There is a growing demand for high-speed wireless underwater data transmission. Optical communication provides one method for achieving this, given its inherently large bandwidth, relatively low attenuation, and ability to form secure point-to-point connections. However, underwater wireless optical communication (UWOC) is impacted significantly by distortions due to optical turbulence, caused by small changes in the refractive index of the water due to different medium conditions.

What has been done in the past

In the past, researchers have superimposed Laguerre-Gaussian (LG) beams to create an alphabet of spatially multiplexed symbols that can be encoded with information and decoded at the receiver by a Convolutional Neural Network (CNN). LG beams can be superimposed due to their orthogonality due to the fact they carry orbital angular momentum (OAM), and they have been shown to have inherent resilience to optical turbulence. Through signal processing and machine learning methods, researchers can reduce a certain amount of impact of oceanic optical turbulence on the received signal. However, the challenges in the oceanic environment motivate investigation into understanding the water medium better to further improve optical communication.

Goal

The goal of this project is to develop experimental designs aimed at characterizing a participating medium using camera captures and estimate the properties using convex optimization algorithm. The absorption and scattering properties are fundamental characteristics of a participating medium such as water. Since measuring these two properties of real water or other media is difficult, In this project, we use camera simulations and virtual 3D environment techniques to test these parameters in order to create accurate models that faithfully model light interactions with such a medium, understand how they impact a medium, and hence simulate the appearance of an image captured by an underwater camera. Using the captured image as the ground truth, we then model the image formation process mathematically and estimate the properties of the medium by solving a convex optimization problem.

Background

Absorption

The absorption of light is the process by which water (or other medium) molecules absorb certain wavelengths of electromagnetic radiation, particularly light. This process takes place due to certain energy levels of light interacting with specific molecular structures of water molecules. The absorption of light by water is wavelength-dependent, and different light wavelengths can be absorbed differently. The absorption property of the medium is crucial to understanding underwater imaging and optics because it directly affects how light behaves through a media and the appearance of images captured by cameras.
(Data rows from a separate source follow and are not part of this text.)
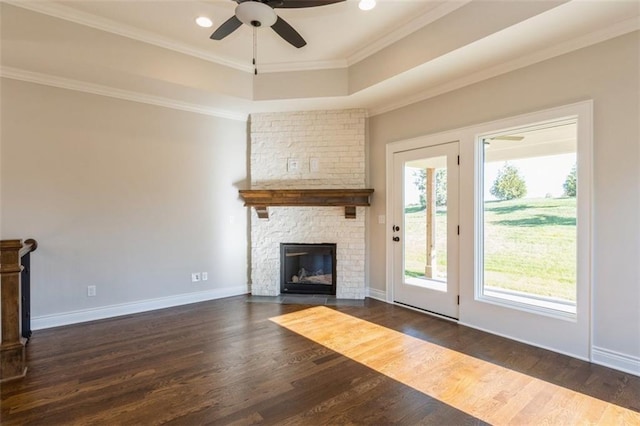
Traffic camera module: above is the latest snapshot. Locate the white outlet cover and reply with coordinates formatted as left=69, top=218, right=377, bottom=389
left=287, top=158, right=300, bottom=172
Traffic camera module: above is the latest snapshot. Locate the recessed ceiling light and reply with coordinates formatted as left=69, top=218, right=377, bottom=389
left=196, top=16, right=213, bottom=28
left=358, top=0, right=376, bottom=10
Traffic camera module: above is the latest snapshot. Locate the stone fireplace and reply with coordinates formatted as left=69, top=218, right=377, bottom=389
left=280, top=243, right=336, bottom=295
left=250, top=110, right=366, bottom=299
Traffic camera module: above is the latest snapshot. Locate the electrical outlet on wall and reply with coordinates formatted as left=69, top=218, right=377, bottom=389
left=309, top=158, right=320, bottom=172
left=287, top=158, right=300, bottom=172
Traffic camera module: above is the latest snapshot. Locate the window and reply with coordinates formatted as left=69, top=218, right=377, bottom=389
left=478, top=118, right=578, bottom=317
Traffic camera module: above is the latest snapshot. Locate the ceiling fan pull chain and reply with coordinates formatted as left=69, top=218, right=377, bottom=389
left=253, top=27, right=258, bottom=75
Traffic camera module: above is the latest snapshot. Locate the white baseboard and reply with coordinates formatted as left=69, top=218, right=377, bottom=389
left=31, top=286, right=249, bottom=330
left=591, top=346, right=640, bottom=376
left=367, top=288, right=387, bottom=302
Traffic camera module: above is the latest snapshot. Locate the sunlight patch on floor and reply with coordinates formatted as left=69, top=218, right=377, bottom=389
left=270, top=306, right=640, bottom=425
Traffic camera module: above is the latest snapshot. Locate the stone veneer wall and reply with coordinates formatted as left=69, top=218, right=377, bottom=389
left=251, top=110, right=366, bottom=299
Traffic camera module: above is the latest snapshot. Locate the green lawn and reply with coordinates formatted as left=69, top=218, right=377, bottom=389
left=405, top=198, right=576, bottom=301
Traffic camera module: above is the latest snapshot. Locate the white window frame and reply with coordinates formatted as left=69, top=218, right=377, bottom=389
left=475, top=118, right=587, bottom=322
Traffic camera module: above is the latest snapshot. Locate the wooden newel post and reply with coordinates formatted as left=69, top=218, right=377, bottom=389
left=0, top=240, right=37, bottom=382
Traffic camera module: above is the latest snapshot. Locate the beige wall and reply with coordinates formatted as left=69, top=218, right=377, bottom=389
left=369, top=33, right=640, bottom=359
left=0, top=79, right=247, bottom=322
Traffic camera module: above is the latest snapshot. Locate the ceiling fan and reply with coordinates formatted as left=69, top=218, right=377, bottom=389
left=209, top=0, right=345, bottom=48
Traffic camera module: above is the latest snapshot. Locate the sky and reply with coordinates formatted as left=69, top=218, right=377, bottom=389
left=405, top=153, right=576, bottom=205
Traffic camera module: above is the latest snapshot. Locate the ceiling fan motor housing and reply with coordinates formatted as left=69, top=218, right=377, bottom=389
left=236, top=1, right=278, bottom=27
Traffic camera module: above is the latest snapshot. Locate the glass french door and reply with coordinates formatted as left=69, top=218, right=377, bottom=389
left=391, top=142, right=459, bottom=319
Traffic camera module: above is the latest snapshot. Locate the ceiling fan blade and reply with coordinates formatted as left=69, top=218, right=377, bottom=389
left=271, top=16, right=307, bottom=49
left=209, top=15, right=242, bottom=40
left=267, top=0, right=346, bottom=9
Fig. 1: Visible light absorption spectrum of pure water (absorption coefficient vs. wavelength).


Scattering

The scattering of light is the process where light interacts with particles, molecules, or impurities in water (or other media), which causes it to deviate from its original path. When lights are scattered, the phenomenon affects the optical properties of water, light transmission underwater, and the appearance of images captured by cameras.

Fig. 2: Visible light scattering example in water.


Methods

Experimental Setup

The experimental setup in our simulation of underwater images is shown below in Fig. 3. We have a camera that is facing the direction of the image. There are some mediums between them, such as water, fog, or plankton. When lights transfer through the medium and are captured by the camera, the light absorption and scattering of the medium take place, which causes the image captured by the camera to be distorted. In the figure, green lights (green arrows) indicate the water scattering scenario, and the black light (black arrow) indicates the water absorption scenario.
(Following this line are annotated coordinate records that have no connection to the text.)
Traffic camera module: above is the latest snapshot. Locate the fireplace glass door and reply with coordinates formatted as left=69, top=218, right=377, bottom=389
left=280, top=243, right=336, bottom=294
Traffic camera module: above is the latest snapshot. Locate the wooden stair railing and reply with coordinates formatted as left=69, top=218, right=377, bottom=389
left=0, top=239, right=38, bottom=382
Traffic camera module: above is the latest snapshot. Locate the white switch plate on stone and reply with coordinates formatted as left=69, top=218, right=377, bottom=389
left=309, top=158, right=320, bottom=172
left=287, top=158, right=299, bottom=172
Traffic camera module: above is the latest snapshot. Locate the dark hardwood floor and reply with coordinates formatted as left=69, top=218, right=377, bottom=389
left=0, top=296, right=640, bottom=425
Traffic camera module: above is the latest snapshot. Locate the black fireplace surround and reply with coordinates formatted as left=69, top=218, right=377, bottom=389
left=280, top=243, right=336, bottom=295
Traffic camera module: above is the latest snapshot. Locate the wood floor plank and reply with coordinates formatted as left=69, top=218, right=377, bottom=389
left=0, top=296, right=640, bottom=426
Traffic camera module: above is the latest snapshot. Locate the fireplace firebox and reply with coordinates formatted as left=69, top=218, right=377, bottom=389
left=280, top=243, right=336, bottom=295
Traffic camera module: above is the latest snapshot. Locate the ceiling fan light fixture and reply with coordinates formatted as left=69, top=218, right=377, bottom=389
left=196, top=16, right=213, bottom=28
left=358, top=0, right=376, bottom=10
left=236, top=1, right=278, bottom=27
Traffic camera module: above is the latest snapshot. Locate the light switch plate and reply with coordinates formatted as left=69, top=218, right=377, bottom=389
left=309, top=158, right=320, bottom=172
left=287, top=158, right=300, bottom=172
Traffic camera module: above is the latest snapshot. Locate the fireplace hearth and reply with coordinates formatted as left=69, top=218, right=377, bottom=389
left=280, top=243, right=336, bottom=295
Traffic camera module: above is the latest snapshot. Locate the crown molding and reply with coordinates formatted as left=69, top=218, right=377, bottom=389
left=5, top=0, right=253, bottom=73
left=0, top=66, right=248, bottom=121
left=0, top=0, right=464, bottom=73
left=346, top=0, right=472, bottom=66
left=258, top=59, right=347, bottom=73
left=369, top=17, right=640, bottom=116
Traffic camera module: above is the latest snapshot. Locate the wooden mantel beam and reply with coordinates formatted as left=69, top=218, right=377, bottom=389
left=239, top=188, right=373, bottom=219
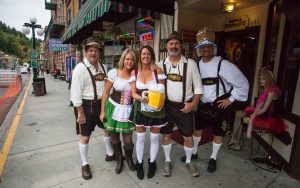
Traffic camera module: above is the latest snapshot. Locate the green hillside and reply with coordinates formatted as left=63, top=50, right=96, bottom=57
left=0, top=21, right=42, bottom=64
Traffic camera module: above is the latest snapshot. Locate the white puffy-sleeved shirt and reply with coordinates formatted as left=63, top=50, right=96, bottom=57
left=158, top=56, right=203, bottom=102
left=107, top=69, right=131, bottom=91
left=199, top=56, right=249, bottom=103
left=71, top=58, right=107, bottom=107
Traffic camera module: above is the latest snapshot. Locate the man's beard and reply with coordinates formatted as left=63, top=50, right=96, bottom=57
left=168, top=48, right=180, bottom=56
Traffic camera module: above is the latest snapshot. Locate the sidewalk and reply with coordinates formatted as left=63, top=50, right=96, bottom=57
left=0, top=75, right=300, bottom=188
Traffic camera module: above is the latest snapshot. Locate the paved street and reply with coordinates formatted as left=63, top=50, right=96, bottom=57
left=0, top=75, right=300, bottom=188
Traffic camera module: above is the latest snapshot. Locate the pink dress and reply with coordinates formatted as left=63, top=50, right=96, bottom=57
left=244, top=86, right=287, bottom=134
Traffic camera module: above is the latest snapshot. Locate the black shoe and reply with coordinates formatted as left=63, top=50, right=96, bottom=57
left=180, top=153, right=198, bottom=163
left=81, top=164, right=92, bottom=180
left=135, top=161, right=144, bottom=180
left=207, top=158, right=217, bottom=173
left=147, top=159, right=156, bottom=179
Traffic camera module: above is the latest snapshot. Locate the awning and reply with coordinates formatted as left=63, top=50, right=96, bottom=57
left=62, top=0, right=110, bottom=43
left=62, top=0, right=174, bottom=44
left=112, top=0, right=175, bottom=16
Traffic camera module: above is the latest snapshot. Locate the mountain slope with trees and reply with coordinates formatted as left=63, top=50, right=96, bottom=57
left=0, top=21, right=42, bottom=64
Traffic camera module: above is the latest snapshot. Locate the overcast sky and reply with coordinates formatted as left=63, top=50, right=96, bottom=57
left=0, top=0, right=51, bottom=39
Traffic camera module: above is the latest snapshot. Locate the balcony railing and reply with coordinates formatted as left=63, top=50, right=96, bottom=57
left=45, top=0, right=57, bottom=10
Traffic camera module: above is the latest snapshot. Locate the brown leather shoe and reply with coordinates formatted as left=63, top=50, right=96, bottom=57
left=185, top=162, right=200, bottom=177
left=105, top=154, right=116, bottom=161
left=81, top=164, right=92, bottom=180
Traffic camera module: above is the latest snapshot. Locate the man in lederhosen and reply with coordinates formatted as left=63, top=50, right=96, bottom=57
left=71, top=38, right=115, bottom=179
left=159, top=31, right=202, bottom=177
left=192, top=27, right=249, bottom=173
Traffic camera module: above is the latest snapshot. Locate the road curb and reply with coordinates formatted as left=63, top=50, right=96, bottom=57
left=0, top=80, right=32, bottom=182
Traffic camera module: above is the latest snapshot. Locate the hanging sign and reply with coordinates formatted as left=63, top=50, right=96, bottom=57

Fig. 3: The simulation experimental setup between camera, medium, and image.

MATLAB Simulation Tools

In this project, we have used three MATLAB simulation tools:

  • iset3d toolbox We used iset3d toolbox in MATLAB to create simple 3D scenes.
  • PBRT We Ran PBRT in MATLAB to produce physically accurate images by physically based and ray tracing through scenes.
  • isetcam toolbox We explored isetcam to provide accurate camera simulation and modeling.
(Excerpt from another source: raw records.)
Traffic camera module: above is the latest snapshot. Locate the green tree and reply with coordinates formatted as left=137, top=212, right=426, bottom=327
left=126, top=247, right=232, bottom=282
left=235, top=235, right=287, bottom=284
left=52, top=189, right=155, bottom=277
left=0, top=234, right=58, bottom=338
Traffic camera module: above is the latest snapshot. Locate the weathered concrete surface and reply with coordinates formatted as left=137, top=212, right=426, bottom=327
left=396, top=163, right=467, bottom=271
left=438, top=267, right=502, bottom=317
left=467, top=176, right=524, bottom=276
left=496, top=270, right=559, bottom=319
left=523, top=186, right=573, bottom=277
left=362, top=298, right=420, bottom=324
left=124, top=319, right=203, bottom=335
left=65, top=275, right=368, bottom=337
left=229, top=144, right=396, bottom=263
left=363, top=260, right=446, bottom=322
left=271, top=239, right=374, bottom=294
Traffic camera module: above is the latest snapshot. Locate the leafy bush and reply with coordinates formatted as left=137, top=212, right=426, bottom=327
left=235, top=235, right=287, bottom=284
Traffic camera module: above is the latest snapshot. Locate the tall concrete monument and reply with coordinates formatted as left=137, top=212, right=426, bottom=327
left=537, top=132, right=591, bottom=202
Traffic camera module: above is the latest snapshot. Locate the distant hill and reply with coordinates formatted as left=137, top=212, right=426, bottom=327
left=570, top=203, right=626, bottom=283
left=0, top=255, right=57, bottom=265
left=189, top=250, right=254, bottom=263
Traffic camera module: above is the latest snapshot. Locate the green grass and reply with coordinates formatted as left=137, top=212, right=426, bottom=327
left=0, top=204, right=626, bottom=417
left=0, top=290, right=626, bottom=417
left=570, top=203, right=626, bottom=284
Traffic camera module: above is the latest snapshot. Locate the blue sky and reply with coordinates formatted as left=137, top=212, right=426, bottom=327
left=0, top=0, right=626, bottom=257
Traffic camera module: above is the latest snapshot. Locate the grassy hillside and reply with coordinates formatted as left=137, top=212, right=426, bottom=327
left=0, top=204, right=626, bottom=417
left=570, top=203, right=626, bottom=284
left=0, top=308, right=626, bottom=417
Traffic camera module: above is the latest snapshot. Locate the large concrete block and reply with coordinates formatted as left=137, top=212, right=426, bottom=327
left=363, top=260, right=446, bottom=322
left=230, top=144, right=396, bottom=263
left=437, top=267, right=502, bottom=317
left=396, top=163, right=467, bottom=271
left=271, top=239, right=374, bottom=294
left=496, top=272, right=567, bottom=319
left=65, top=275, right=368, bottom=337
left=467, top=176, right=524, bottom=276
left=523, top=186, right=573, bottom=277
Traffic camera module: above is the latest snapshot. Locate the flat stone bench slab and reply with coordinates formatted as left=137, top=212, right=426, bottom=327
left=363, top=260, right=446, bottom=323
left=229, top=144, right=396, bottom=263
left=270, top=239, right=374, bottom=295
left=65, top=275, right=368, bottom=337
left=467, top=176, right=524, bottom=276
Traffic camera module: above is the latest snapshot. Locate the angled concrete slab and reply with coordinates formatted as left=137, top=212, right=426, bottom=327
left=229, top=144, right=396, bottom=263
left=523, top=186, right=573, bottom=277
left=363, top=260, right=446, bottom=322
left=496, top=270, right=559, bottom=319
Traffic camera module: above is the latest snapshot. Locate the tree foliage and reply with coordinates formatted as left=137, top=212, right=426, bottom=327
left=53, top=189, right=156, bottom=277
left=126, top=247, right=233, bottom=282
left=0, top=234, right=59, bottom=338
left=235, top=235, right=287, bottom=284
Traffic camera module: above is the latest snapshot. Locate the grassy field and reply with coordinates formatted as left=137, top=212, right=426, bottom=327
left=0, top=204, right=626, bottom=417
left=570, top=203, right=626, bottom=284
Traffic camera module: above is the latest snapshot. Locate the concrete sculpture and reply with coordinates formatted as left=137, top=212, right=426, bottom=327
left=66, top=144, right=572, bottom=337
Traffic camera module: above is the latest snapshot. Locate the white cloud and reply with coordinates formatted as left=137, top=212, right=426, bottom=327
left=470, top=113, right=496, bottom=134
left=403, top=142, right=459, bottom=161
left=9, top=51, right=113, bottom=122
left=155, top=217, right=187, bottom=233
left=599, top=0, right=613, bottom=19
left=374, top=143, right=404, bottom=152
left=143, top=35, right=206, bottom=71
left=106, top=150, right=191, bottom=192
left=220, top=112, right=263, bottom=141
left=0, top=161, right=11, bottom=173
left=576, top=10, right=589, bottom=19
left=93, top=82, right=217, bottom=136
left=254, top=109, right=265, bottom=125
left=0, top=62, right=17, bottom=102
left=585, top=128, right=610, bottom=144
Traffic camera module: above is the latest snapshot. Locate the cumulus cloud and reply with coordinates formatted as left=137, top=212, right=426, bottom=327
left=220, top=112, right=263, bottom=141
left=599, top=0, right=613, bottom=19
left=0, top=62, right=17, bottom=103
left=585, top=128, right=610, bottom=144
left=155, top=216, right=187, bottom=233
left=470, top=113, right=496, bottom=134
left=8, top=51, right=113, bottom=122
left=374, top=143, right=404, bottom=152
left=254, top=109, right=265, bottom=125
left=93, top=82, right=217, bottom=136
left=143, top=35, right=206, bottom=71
We ran these simulations through remote rendering on Stanford mux through Dr. David's computer.

Fig. 4: The output scene from MATLAB toolboxes. Example 1.
Fig. 5: The output scene from MATLAB toolboxes. Example 2.

MATLAB Simulation Script

Our MATLAB Simulation script t_mediumExample221.m is attached in Appendix I. This script does the following:

  • First: Setup scene with Macbeth chart and process the scene
    • Create an optical image
    • Create a camera sensor
      • Set the sensor integration time to be a constant to ensure we get a constant g value
    • Sample RGB data from the sensor for each Macbeth patch
    • Build a linear image formation model
      • Obtain constant g value
  • Second: Setup medium (Water & Fog)
    • Absorption
    • Scattering
  • Third: Submerge scene in our created medium and process the submerged scene
    • Repeat sub-steps in the First step
  • Fourth: Output Result

Image Formation Model

After simulating, we can use the captured image to get the properties of the medium. First, we need to generate an image formation model. In general, the image formation in air and across short distances can be described with a simple linear model that integrate over wavelength :

where refers to the pixel value of the estimated image, is illuminant, is the scene reflectance, is the spectral response of camera, is the gain related to camera settings. However, we need to modify the equation as our model would be affected by the medium.

The light rays received by the camera consists two type of rays. The direct rays is the one originated from the light source, go through the media, then after getting reflected from the target image travel through the medium back and reaches the camera. The scattered rays get reflected towards the camera directly by the medium and do not interact with the target image.

For direct rays, light decays exponentially in the medium according to Beer-Lambert’s law. After the rays traveling distance in the medium with spectral absorption coefficient , the light intensity is:

where is the original light intensity, subscript i refers to the ith waveband. From the equation, we extract the transition form T when light travel through the medium:
Therefore, the image formation model for direct rays is:

For scattered rays, it's very complex because it involves complicate interaction with the medium. Therefore, we simplify it, combining all the effect and representing it as a single variable . Then the model for scattered rays is:

We add the effect of two types of rays to generate the whole image formation model:

For computational convenience, we discretize the continuous integration into N wavebands with wavelength discretization step :
and use the vectorization version in coding:

If the value of is given, this equation becomes an affine function of and a convex, non-increasing function of . This character can help us solve the problem.

Algorithm

Our task is to estimate the properties of the medium, absorption and scatter , given known parameter and using the pixel values of the image captured by the camera in the simulation process as the ground truth. Firstly, we use the model above to estimate the pixel value with variables and . The estimated result should be as close to the captured value as possible. Therefore, we can extract the variable by solving the optimization problem:

where refers to the pixel values estimated by the model, refers to the pixel values captured by the camera in simulation. The object is the norm of the difference, and the constraints are non-negativity of the spectral absorption coefficients and scatter.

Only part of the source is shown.